US to expand aquaculture output fivefold by 2020

 

 

The US aquaculture industry, with the support of the government, would expand output fivefold by 2020, week the Marine Aquaculture Task Force said last week.

 

Currently, more than three-quarters of all seafood eaten in the US comes from other countries.

 

At present, nearly half of all seafood consumed in the world comes from fish farms. Although the industry is expanding at a clip of 10 percent a year, in the US, it is only expanding by 2 percent a year.

 

The group unveiled recommendations to help guide development of the new industry, which would lease vast parcels of the sea offshore to fish farmers.

 

The farms would be colonies of undersea cages anchored in US waters three to 200 miles from shore.

 

The task force said new legislation would be necessary to ensure strong environmental standards are in place.

 

The jurisdictional framework over ocean space is complex and the laws that cover the major issues of aquaculture expansion are not well coordinated as there is overlap and a number of serious gaps, said Alison Reiser, a professor at the University of Hawaii and co-author of the leading casebook on ocean and coastal law.
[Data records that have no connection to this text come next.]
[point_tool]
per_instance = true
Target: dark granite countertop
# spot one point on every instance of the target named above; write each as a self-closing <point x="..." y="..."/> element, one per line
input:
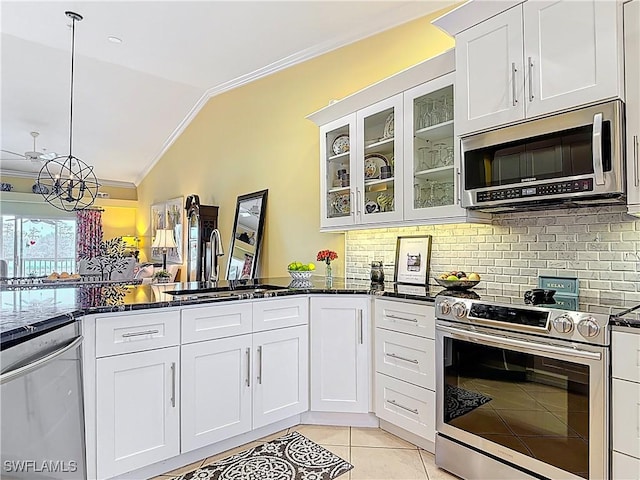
<point x="29" y="310"/>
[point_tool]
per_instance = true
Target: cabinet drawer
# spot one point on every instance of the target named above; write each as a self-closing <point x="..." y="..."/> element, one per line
<point x="626" y="417"/>
<point x="625" y="355"/>
<point x="407" y="406"/>
<point x="136" y="332"/>
<point x="404" y="317"/>
<point x="279" y="313"/>
<point x="406" y="357"/>
<point x="625" y="467"/>
<point x="216" y="321"/>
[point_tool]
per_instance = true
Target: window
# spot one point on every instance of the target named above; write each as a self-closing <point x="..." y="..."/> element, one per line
<point x="38" y="246"/>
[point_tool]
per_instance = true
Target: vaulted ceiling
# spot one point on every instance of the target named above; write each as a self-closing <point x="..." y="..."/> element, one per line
<point x="132" y="98"/>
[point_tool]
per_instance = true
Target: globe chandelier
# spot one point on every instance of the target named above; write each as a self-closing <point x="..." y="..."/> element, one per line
<point x="69" y="183"/>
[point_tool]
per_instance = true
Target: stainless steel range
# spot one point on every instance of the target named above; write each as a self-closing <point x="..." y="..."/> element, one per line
<point x="522" y="390"/>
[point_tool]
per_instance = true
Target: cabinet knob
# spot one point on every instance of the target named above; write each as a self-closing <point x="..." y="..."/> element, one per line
<point x="445" y="307"/>
<point x="459" y="310"/>
<point x="588" y="327"/>
<point x="563" y="324"/>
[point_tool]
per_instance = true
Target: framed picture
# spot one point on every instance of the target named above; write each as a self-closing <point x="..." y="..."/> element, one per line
<point x="413" y="257"/>
<point x="168" y="215"/>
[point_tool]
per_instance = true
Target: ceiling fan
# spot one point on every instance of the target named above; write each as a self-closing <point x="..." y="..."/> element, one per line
<point x="33" y="156"/>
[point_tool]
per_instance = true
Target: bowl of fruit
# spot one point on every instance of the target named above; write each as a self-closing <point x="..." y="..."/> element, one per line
<point x="458" y="280"/>
<point x="301" y="271"/>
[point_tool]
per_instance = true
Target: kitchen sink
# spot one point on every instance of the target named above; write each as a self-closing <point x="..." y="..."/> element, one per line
<point x="238" y="291"/>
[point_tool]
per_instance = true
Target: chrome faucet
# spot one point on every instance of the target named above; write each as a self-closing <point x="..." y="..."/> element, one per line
<point x="216" y="251"/>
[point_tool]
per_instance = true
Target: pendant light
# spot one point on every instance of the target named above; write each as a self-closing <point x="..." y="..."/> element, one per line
<point x="70" y="183"/>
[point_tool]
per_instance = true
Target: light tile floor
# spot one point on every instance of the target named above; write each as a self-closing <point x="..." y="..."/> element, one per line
<point x="374" y="454"/>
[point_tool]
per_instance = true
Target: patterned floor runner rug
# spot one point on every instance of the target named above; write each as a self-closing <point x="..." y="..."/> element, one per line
<point x="290" y="457"/>
<point x="459" y="401"/>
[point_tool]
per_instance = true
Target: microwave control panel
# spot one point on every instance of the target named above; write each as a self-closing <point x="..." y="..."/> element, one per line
<point x="556" y="188"/>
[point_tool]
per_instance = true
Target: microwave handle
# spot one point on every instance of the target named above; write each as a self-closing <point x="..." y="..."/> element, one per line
<point x="597" y="149"/>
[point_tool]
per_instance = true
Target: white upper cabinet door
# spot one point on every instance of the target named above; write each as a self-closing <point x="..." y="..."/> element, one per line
<point x="632" y="85"/>
<point x="379" y="162"/>
<point x="216" y="391"/>
<point x="489" y="73"/>
<point x="281" y="374"/>
<point x="571" y="54"/>
<point x="340" y="354"/>
<point x="337" y="176"/>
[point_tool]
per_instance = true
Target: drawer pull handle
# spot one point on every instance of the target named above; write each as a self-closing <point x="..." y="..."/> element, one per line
<point x="396" y="404"/>
<point x="138" y="334"/>
<point x="513" y="84"/>
<point x="173" y="384"/>
<point x="248" y="366"/>
<point x="260" y="365"/>
<point x="393" y="355"/>
<point x="395" y="317"/>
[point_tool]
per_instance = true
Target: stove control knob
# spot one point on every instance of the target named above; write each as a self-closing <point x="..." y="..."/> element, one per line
<point x="459" y="309"/>
<point x="563" y="324"/>
<point x="445" y="307"/>
<point x="588" y="327"/>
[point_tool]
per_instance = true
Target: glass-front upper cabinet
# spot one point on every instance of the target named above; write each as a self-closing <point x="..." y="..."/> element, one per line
<point x="379" y="162"/>
<point x="337" y="154"/>
<point x="430" y="153"/>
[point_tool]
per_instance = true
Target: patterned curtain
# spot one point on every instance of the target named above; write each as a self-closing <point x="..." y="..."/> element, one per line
<point x="89" y="233"/>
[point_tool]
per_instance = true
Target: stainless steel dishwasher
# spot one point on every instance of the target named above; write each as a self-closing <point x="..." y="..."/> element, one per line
<point x="41" y="406"/>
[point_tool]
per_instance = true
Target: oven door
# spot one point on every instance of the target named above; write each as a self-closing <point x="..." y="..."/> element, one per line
<point x="538" y="406"/>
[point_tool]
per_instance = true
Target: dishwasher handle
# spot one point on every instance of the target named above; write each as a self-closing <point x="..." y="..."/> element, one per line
<point x="40" y="362"/>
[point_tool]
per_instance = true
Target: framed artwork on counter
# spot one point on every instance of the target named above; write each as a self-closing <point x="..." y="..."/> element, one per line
<point x="413" y="258"/>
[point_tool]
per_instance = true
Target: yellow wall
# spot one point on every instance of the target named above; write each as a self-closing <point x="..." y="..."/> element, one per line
<point x="24" y="185"/>
<point x="256" y="137"/>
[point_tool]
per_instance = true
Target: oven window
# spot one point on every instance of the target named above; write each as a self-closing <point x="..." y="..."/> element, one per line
<point x="552" y="156"/>
<point x="532" y="404"/>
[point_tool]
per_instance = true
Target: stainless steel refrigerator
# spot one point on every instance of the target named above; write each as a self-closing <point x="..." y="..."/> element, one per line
<point x="201" y="221"/>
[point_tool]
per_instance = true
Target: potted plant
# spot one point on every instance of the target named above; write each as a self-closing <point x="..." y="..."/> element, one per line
<point x="161" y="276"/>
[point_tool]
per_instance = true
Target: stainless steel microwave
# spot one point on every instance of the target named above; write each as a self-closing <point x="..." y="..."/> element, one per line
<point x="573" y="158"/>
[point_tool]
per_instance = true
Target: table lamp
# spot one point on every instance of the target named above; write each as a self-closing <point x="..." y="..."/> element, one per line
<point x="164" y="239"/>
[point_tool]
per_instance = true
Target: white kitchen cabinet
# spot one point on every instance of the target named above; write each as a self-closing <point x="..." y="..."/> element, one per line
<point x="233" y="385"/>
<point x="632" y="96"/>
<point x="489" y="76"/>
<point x="340" y="354"/>
<point x="536" y="58"/>
<point x="281" y="380"/>
<point x="377" y="137"/>
<point x="625" y="421"/>
<point x="405" y="366"/>
<point x="216" y="390"/>
<point x="138" y="410"/>
<point x="337" y="158"/>
<point x="379" y="131"/>
<point x="355" y="189"/>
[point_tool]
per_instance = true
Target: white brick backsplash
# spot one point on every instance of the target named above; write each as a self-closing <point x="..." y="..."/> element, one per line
<point x="623" y="286"/>
<point x="611" y="276"/>
<point x="599" y="265"/>
<point x="622" y="227"/>
<point x="599" y="285"/>
<point x="598" y="227"/>
<point x="600" y="246"/>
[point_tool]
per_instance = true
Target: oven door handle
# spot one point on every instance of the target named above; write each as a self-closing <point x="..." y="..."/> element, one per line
<point x="526" y="347"/>
<point x="597" y="149"/>
<point x="40" y="362"/>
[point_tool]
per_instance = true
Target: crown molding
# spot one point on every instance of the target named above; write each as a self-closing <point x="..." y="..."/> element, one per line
<point x="103" y="182"/>
<point x="274" y="67"/>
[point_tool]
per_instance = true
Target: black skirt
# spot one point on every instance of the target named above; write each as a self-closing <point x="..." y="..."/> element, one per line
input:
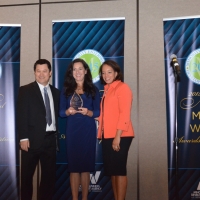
<point x="115" y="161"/>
Reiser is also a member of the Marine Aquaculture Task Force.

 

Currently there is no lead federal agency that has the power to issue authorisation for a private company to farm ocean space for commercial aquaculture and oversee potential impacts, she added.

 

The panel recommends that the authority should go to NOAA (National Oceanic Atmospheric Administration) Fisheries, and not to regional management councils.

 

Offshore fish farms should be limited to native species, said Becky Goldberg, senior scientist for Environmental Defense. To reduce the need to catch wild fish to feed farmed fish, the government should also promote feeder fish culture, for the aquaculture industry, and develop alternatives to wild ingredient feeds, she said.